I also think there are certain ways to play that do organize their play around simply existing in a fictional world, where players will spend a good deal of their time not actively seeking to overcome challenges.
So what about if you do all that but we know you’ll succeed? Then you start seeing stuff like, it wouldn’t feel earned. (hmmm).
So I think
this from Edwards is relevant:
How does conflict of interest relate to Step On Up and to Challenge? The crucial answer is that it may be present
twice, independently, within the two-level structure.
- Competition at the Step On Up level = conflict of interest regarding players' performance and impact on the game-world.
- Competition at the Challenge level = conflict of interest among characters' priorities (survival, resource accumulation, whatever) in the game-world.
Think of each level having a little red dial, from 1 to 11 - and those dials can be twisted independently. Therefore, four extremes of dial-twisting may be compared.
- High competition in Step On Up plus low competition in Challenge = entirely team-based play, party style against a shared Challenge, but with value placed on some other metric of winning among the real people, such as levelling-up faster, having the best stuff, having one's player-characters be killed less often, getting more Victory Points, or some such thing. Most Tunnels & Trolls play is like this.
- Low competition in Step On Up plus high competition in Challenge = characters are constantly scheming on one another or perhaps openly trying to kill or outdo another but the players aren't especially competing, because consequences to the player are low per unit win/loss. Kobolds Ate My Baby and the related game, Ninja Burger, play this way.
- High competition in both levels = moving toward the Hard Core (see below), including strong rules-manipulation, often observed in variants of Dungeons & Dragons as well in much LARP play. A risky way to play, but plenty of fun if you have a well-designed system like Rune.

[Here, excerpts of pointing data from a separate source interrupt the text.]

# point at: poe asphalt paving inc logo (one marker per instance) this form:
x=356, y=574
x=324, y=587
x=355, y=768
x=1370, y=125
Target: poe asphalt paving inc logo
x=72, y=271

- Low competition in both levels = strong focus on Step On Up and Challenge but with little need for conflict-of-interest. Quite a bit of D&D based on story-heavy published scenarios plays this way. It shares some features with "characters face problem" Simulationist play, with the addition of a performance metric of some kind. Some T&T play Drifted this way as well, judging by many Sorcerer's Apprentice articles.

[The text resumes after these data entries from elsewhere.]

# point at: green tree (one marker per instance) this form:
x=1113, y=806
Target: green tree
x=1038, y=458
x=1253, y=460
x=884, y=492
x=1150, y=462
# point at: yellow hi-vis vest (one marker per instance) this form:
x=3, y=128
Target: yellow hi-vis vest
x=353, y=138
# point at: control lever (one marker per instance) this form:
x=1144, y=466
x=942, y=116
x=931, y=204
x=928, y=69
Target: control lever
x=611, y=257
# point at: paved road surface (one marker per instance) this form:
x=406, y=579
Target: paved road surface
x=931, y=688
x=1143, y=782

Looking at that last dot point, we can see that play in which
characters face problems/challenges may be purely exploratory, and hence simulationist. It's the introduction of the
performance metric that makes it "step on up"/gamist. I think
@thefutilist captures the notion of a performance metric in the wording of "it wouldn't feel earned".
Earning an outcome is a type of performance metric.

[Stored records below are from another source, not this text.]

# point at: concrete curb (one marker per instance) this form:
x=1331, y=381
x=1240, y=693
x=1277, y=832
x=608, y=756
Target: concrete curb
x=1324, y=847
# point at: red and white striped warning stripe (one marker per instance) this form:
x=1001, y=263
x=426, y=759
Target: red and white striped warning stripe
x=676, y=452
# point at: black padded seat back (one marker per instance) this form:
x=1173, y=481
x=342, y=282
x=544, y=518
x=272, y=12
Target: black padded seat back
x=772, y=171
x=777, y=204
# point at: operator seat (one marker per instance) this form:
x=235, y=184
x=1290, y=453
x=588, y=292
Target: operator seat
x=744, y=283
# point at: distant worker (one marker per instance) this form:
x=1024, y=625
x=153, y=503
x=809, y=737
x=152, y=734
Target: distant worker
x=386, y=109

An RPG that might be played in way that includes characters facing problems, which are challenges for them in the fiction, but which is
not gamist because it doesn't have a performance metric, could be Fate. Maybe some approaches to GUMSHOE?
Played in this way, within Edwards' framework these would be High Concept Sim, but perhaps with a different sort of player/GM authority structure from the one that was most prevalent when he was writing 20 years ago.